The next biggest UK competitor has 65 sites, number three has 32.  

“The spine of our business is about the technical repair and everything hangs off that. The thing we ask of every site is that we repair the cars properly. I don’t care how long it takes, how much it costs. Repair the car right.  

“When you start from there the outcomes become positive. You keep your complaints reduced which means the policy holder churn is reduced. We work really hard around customer retention. The average google score for a Steer site is about 4.5, which when you think that we’re a volume player, that’s quite difficult to achieve.  

“Auditable, open, honest, transparent, those are the key pillars of our business in terms of our integrity and every site is British standard 10125 which is an independently audited standard.  Our sites all have and will work on being PAS2060 which is the carbon neutral standard in the UK.” 

Steer Automotive recently carried off the Group Sustainability Award at the Greener Bodyshop Awards. “Just because you’re big it doesn’t mean you can’t be half decent about what you do.  

“We’ve worked hard around sustainability in the last two or three years in particular, driven by a number of factors, not least of which is the lack of availability of parts. To counteract that we have a strong parts repair methodology and ethos in the group. That has also reduced repair costs for our clients as well.” 

Another advantage of a such a large and diverse group is that as has been evidenced in Australia, is that insurers like to have as small a network of repairers as possible to cut down their own internal costs and complexities. 

“Insurers see opportunity and benefit from scale and now we’re a big part of the supply chain. If we don’t perform for them, it has an impact on their results and if they don’t perform for us, it has an impact on our results.

I don’t come from the Punch and Judy supply chain management play in terms of you hit me, I’ll hit you. We work collaboratively.” 
 

There’s always concern when one player dominates the market. “We’re probably 11 or 12 percent of the UK market, so we’re small in relative terms. If there’s 200 sites that we own, there’s another 1,400 that we don’t. We’re not in a position whereby we’ll have market dominance which is going to change the pricing structure for the UK industry.  

“If you think about the likes of us in comparison to the big US boys, 1,700 stores at Caliber, 900 at Boyd Group, 550 at Crash Champions, 300 at Classic. - they are huge and in most cases all either quoted or private equity owned businesses.  

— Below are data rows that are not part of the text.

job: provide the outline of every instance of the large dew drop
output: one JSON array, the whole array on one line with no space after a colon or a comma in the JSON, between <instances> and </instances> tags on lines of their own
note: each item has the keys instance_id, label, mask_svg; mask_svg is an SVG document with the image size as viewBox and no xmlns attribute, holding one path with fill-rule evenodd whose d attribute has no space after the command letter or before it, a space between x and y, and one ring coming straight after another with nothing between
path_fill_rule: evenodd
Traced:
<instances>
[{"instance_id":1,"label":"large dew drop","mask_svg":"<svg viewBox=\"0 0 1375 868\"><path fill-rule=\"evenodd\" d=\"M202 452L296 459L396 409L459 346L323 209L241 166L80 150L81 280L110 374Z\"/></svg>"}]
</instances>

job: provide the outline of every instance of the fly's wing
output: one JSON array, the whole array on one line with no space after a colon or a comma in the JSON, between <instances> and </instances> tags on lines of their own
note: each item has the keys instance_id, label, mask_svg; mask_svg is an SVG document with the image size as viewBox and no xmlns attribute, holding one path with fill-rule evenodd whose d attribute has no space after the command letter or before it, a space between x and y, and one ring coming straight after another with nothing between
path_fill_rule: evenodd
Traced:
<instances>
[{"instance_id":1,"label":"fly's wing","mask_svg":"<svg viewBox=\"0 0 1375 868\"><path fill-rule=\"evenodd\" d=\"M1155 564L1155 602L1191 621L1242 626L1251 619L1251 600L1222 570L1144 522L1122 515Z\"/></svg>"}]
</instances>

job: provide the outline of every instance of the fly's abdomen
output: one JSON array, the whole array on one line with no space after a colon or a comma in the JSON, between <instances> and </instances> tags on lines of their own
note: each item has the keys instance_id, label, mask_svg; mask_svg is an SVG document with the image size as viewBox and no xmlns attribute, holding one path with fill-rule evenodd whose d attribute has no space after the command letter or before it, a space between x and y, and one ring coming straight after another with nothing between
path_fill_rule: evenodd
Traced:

“This is not my first rodeo. I built the biggest paint distributorship in the UK and it’s no coincidence that I’m now building the biggest bodyshop group in the UK.  

“We’ve typically been bringing people in who are the best at their roles regardless of whether they come from the bodyshop space. They naturally challenge the norms, because they ask 'why do you do it that way? ' We don’t have a big glass tower head office. I don’t even have a desk we try and remain agile and lean. 

“We’ve found it’s much more effective to have strong regional operators looking after 30 or 40 shops than it is having us centrally dictating local operations. Our job from the central function is to support the regional operators and individual sites, not dictate what they do. We set the tone and we set the drum beat and strategy but ultimately it’s about helping them to execute the bit that comes behind that.” 

Steer touches on ESG (environmental, social, governance) “We’ve been very driven that way, in part through our investor partners because ESG is really important to them,” he said. 

Steer has its own training academy. There are around 11 different programs with apprentices including accounts and estimator programs, parts apprentices, and technician apprentices. An impressive 12 percent of Steer’s productive workforce is an apprentice – there’s over 350 of them with a strong mentorship program to support them. The company has consistently won Diversity and Inclusion Awards and is ISO 27000 accredited for IT security.  

“It’s something that I’m passionate about - we’re a tough, hard-working team. We just want to get the right results for the business and for all the stakeholders and that doesn’t need to be mutually exclusive,” Steer said.